Jenny Jones, a Green party member of the MPA, has written to the commissioner requesting an audit of all cases where the Met obtained tracking data from mobile phone companies.
She has also asked the commissioner to guarantee that anyone with reason to suspect a tabloid may have gleaned their whereabouts from their mobile phone signal will have their case looked into.
Two police surveillance sources with knowledge of the system said location data was routinely used by police. Both said any corrupt purchase of information would require a fabricated request under theRegulation of Investigatory Powers Act (Ripa) and therefore the knowledge of a senior officer.
The Met and other forces have central databases where they record Ripa authorisations for audits by the interception of communications commissioner.
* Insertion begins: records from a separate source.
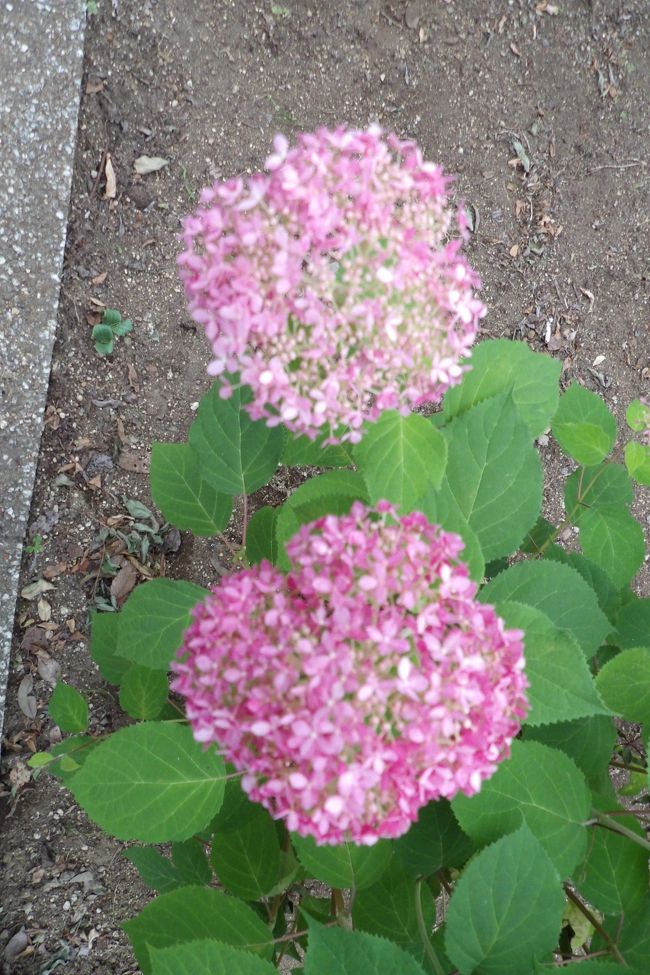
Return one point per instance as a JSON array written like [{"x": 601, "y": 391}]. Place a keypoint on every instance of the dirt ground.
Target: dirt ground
[{"x": 542, "y": 111}]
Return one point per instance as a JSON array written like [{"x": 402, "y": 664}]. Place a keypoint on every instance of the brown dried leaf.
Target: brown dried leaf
[
  {"x": 130, "y": 460},
  {"x": 35, "y": 589},
  {"x": 124, "y": 582},
  {"x": 48, "y": 667},
  {"x": 149, "y": 164},
  {"x": 110, "y": 191},
  {"x": 52, "y": 571},
  {"x": 26, "y": 699},
  {"x": 142, "y": 569}
]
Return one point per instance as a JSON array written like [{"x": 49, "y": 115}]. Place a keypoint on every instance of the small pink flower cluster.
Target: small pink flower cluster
[
  {"x": 362, "y": 685},
  {"x": 326, "y": 282}
]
Police are also compelled to keep Ripa authorisations files under the same rules that compel them to keep evidence connected to criminal investigations, which in some cases can mean paperwork is stored for decades.
Records are also kept by mobile phone providers, with at least one company maintaining an "indefinite" database of Ripa requests since 2009.
This detailed audit trail contrasts with the paucity of evidence in cases of phone hacking, due to the fact that records of phone activity are generally destroyed after 12 months.
The New York Times first reported that the News of the World may have had access to phone-tracking data last week, days before Hoare's death.
It said Hoare, a reporter who was sacked from the News International title in 2005, alleged that his editor Greg Miskiw could locate information about a person's precise whereabouts via their mobile phone number.
Hoare claimed that Miskiw had once helped him locate a person in Scotland, and said the information came from "the Old Bill".
The following day he told the Guardian that reporters would ask a news desk executive to obtain the location of a target: "Within 15 to 30 minutes someone on the news desk would come back and say: 'Right, that's where they are.'"
He added: "You would just go to the news desk and they would come back to you. You don't ask any questions. You would consider it a job done."
Hoare made no reference to which police force may have sold the data, although the Metropolitan police are currently investigating evidence that corrupt officers from within its ranks were selling information to the News of the World.
Mobile phone companies can provide police with real-time location information about the whereabouts of suspects or missing people at 15-minute intervals. More commonly, police request a "cell site dump", which gives a complete historical record of the whereabouts of person's mobile phone.
There are two ways the data is obtained. When a phone is used for a call or SMS message, details of its location are logged. Alternatively so-called "pinging" can be used when a phone is not in use, by sending the device signals and triangulating the results from cellphone masts. The level of accuracy ranges from a few hundred metres to around two kilometres, depending on proximity to the masts.
Mark Lewis, a solicitor who represents phone-hacking victims, said: "I have sources that I can't reveal who tell me they could do it [obtain the data]." He said he had clients who suspected they had been tracked: "One or two were very suspicious about how they had been found – simply because they were where they were not supposed to be."
If police want to monitor the contents of emails or calls to combat terrorism or serious crime they require a warrant from the home secretary.
Far more common however is the interception of communications data, which relates to the "who, where and when" of messages or calls. There is a complex framework through which the data is channelled from phone companies to police.
Phone companies provide data to "police liaison units" – funded by the Home Office – which contain a handful of people with maximum security clearance to deal with incoming requests.
Police in turn have special points of contact (Spocs), who liaise with the mobile phone companies and process the requests.
They are trained and accredited by the National Policing Improvement Agency and given unique pin numbers. There are almost 600 accredited Spocs in police forces on a nationwide register maintained by theAssociation of Chief Police Officers.
Under Ripa, these gatekeepers require detailed justifications from a senior officer to request phone information as part of an investigation, in a process that can take up to ten days. In emergencies, senior police can request the information orally, but paperwork is retrospectively filed centrally.
Anyone who suspects their phone was inappropriately tracked is able request details from police or their phone provider under the Data Protection Act.

11 comments:

viv said...

Aside from the obvious that this technology was obviously being used in Portugal to follow the movements of the TAPAS group, two things spring to mind.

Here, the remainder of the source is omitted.